Глава первая
Приезд в Питер. Встреча
Поезд подходил к Ленинграду. Он снизил скорость и, выбирая путь к вокзалу, уже отчётливо отстукивал по рельсам последние минуты, которые оставались до прибытия.
Пассажиры неторопливо стали вынимать свои чемоданы и сумки, выставляя их в коридор.
В противоположном конце вагона тоже царила тишина.
Молодые прапорщики, едущие на службу по распределению, переоделись в форму и тихо сидели по полкам, мирно ожидая прибытия поезда.
Это они вчера, после отъезда из Калининграда, были неуправляемые.
Сразу после посадки они начали пить, и уже через пару часов все были пьяные. Они орали песни, кричали непристойности, затевали между собой драки, а самый здоровый из них даже свалился с верхней полки, ударился головой об угол ступеньки и сейчас понуро сидел, грустно повесив голову, стараясь скрыть огромный лиловый синяк, расплывшийся на половину лица.
Бородин иронично поглядывал в их сторону, вспоминая вчерашнюю ретивость и разухабистость выпускников.
А сейчас они, понурые и притихшие, как побитые собаки, ожидали начала новой жизни – и что она им приготовила, учуяв перегар и увидев потрёпанные физиономии?
Бородин и сам вспоминал, как после окончания училища они гуляли несколько дней, прежде чем разъехаться по местам распределения. Но он не мог припомнить такой разнузданности, которую он наблюдал вчера вечером.
Прапорщики вели себя как свора собак, спущенных с цепей. Он понимал, что после строгих правил и постоянной муштры в учебке им хотелось отвязаться, но не до такой же степени, когда даже начальник поезда не смог с ними справиться и только пришедший на какой-то станции наряд милиции навёл порядок, забрав самых ретивых с собой.
Конечно, после выпуска и они все выпивали и на выпускном вечере, и в ресторане, и потом догуливали по кафе, и ещё на третий день устроили пикник на склонах сопок Амурского залива, но такой разнузданности, что он наблюдал вчера, никто из его друзей не позволил себе.

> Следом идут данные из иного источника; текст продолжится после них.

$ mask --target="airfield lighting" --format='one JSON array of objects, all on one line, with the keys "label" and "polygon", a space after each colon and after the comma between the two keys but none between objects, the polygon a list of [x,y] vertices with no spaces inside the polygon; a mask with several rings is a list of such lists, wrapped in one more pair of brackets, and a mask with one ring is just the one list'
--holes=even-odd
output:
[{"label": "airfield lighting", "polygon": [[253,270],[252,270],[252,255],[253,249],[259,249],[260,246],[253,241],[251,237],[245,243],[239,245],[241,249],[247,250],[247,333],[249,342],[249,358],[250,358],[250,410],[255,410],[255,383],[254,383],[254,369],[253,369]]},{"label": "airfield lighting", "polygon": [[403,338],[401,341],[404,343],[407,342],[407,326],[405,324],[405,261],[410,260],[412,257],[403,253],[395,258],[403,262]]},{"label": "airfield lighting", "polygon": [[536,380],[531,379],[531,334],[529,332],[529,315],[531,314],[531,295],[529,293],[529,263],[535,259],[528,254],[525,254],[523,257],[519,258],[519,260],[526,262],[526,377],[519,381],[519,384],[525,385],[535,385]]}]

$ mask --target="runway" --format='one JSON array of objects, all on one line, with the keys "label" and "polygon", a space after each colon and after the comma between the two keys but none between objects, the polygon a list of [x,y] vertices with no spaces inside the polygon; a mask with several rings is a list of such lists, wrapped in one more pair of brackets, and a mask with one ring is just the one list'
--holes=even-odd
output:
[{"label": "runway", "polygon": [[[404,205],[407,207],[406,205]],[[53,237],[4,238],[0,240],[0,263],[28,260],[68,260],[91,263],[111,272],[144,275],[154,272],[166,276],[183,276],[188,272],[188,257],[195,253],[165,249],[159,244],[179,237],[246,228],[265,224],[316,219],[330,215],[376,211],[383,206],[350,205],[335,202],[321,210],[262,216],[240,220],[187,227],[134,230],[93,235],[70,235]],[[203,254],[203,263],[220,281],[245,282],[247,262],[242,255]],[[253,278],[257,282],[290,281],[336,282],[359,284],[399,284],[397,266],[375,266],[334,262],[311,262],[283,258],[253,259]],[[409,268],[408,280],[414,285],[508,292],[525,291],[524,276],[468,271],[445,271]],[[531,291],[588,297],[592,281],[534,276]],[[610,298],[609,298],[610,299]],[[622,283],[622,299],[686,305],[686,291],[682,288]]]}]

Эти новоявленные прапора гуляли только после одного года обучения, выдавая скопившиеся эмоции, а что тогда было говорить о них, отучившихся пять лет в не менее жёстких условиях.
Была радость, ощущение свободы и эйфории от открывшихся ворот жизни, но такой вакханалии у них не было.

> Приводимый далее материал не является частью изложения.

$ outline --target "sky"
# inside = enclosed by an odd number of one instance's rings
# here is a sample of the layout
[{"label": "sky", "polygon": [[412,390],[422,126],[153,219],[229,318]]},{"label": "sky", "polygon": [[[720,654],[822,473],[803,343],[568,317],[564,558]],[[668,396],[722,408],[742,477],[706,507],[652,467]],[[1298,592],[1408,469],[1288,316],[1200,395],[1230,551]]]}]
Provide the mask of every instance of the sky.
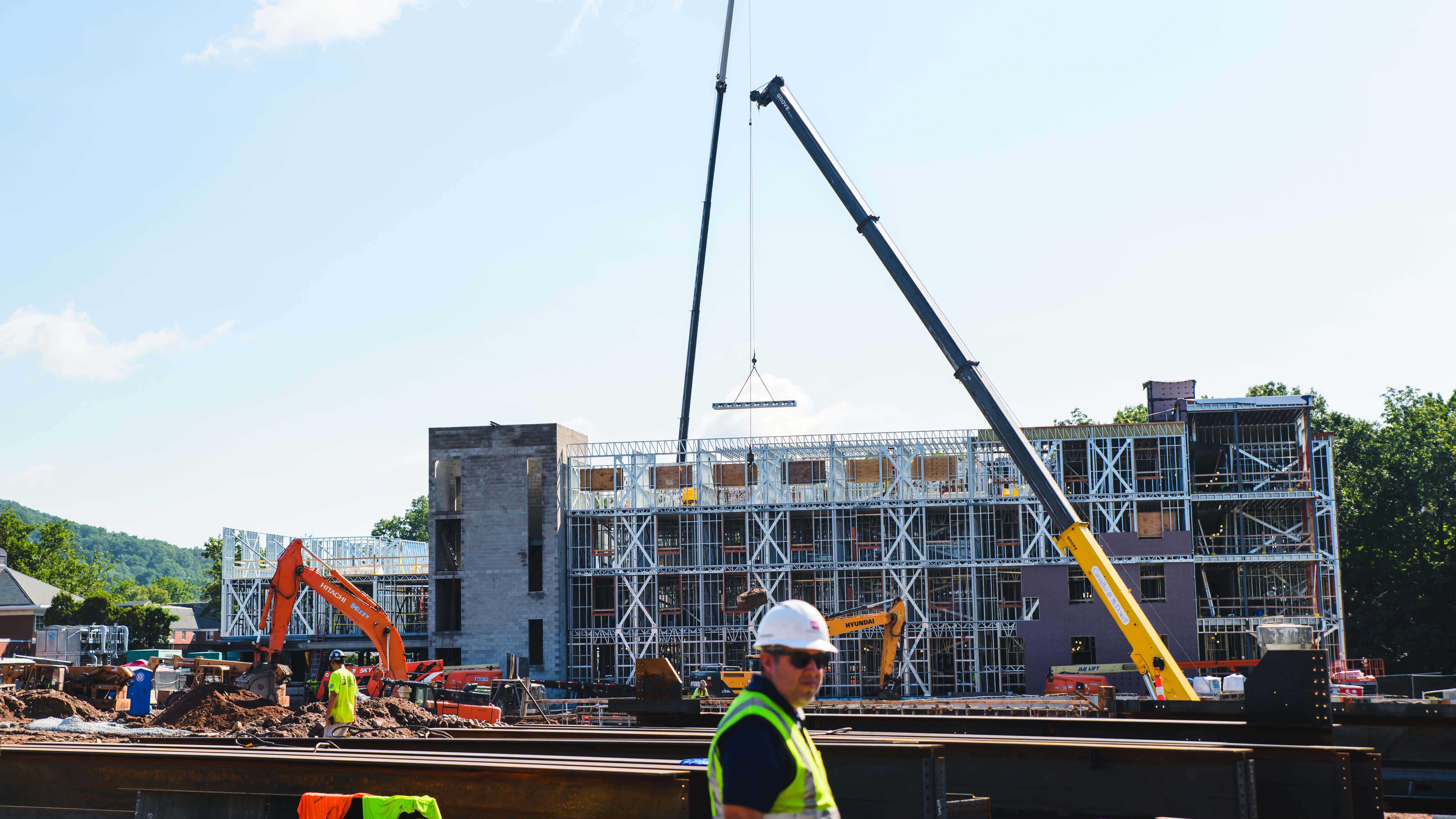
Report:
[{"label": "sky", "polygon": [[[0,6],[0,498],[181,546],[352,535],[425,493],[431,426],[676,436],[724,10]],[[1453,26],[740,0],[692,435],[747,432],[708,404],[751,349],[799,401],[756,435],[983,426],[748,102],[776,74],[1025,425],[1146,380],[1449,394]]]}]

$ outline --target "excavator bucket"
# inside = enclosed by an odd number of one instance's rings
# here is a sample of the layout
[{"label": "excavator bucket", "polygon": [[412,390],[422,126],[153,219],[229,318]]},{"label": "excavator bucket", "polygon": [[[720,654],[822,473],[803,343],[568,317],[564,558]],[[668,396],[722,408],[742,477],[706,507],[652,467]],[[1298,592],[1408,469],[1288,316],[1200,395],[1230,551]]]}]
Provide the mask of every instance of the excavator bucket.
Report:
[{"label": "excavator bucket", "polygon": [[239,675],[239,678],[233,681],[233,685],[277,704],[278,684],[288,679],[288,666],[284,665],[271,662],[253,663],[253,668]]}]

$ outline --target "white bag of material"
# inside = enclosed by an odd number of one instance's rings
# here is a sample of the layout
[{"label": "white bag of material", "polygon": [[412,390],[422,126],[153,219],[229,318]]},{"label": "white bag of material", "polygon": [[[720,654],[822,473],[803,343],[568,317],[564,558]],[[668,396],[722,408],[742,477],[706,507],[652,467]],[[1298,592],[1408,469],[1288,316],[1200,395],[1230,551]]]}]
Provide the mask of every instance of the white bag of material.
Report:
[{"label": "white bag of material", "polygon": [[25,726],[26,730],[58,730],[63,733],[114,733],[124,736],[186,736],[192,732],[170,727],[127,727],[121,723],[89,723],[79,716],[45,717]]}]

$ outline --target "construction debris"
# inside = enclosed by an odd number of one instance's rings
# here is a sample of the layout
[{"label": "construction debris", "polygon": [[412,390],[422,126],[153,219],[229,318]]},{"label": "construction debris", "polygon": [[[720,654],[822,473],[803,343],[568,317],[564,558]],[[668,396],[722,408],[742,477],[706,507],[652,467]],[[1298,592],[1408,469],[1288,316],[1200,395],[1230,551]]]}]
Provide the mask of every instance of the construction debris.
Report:
[{"label": "construction debris", "polygon": [[192,732],[169,727],[131,727],[121,723],[86,722],[82,717],[47,717],[25,726],[26,730],[54,730],[58,733],[109,733],[116,736],[186,736]]}]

Бородин возвращался из санатория после трёх недель отдыха в Светлогорске.
Каким-то образом папа достал ему путёвку туда, и он с удовольствием провёл это время на дюнах, в хвойных лесах и на песчаных пляжах Балтийского моря.
Компания у них подобралась весёлая. Все примерно одного возраста, но у всех были свои стремления в жизни и разные профессии. Конечно, выпивали, ходили по ресторанам, ездили на экскурсии, но никто никого никогда не таскал на руках и никто не зарывался в грязь лицом в состоянии лёгкого алкогольного опьянения.
Отдых оставил приятные воспоминания и какую-то лёгкость.
А тут, при виде вчерашних героев, на душе было как-то муторно, и радость от проведённого отпуска куда-то исчезла.
В купе плацкартного вагона, в который ему в это время года с трудом удалось достать билет, он остался один. Его попутчики вышли немного раньше.
Поэтому он в одиночестве сидел и смотрел в окно, разглядывая пригороды Ленинграда.
Вскоре поезд замедлил ход и остановился под огромной стеклянной крышей вокзала.
Пропустив вперёд гурьбу прапорщиков, издающих миазмы перегара, распространившегося после их прохода по коридору, Бородин одним из последних вышел из вагона.
Торопиться было некуда. Никто его здесь не ждал и не встречал, хотя он дал тёте Вале телеграмму, что приезжает сегодня. Но так как он точно не знал времени прибытия поезда, то и время приезда он в ней не указал.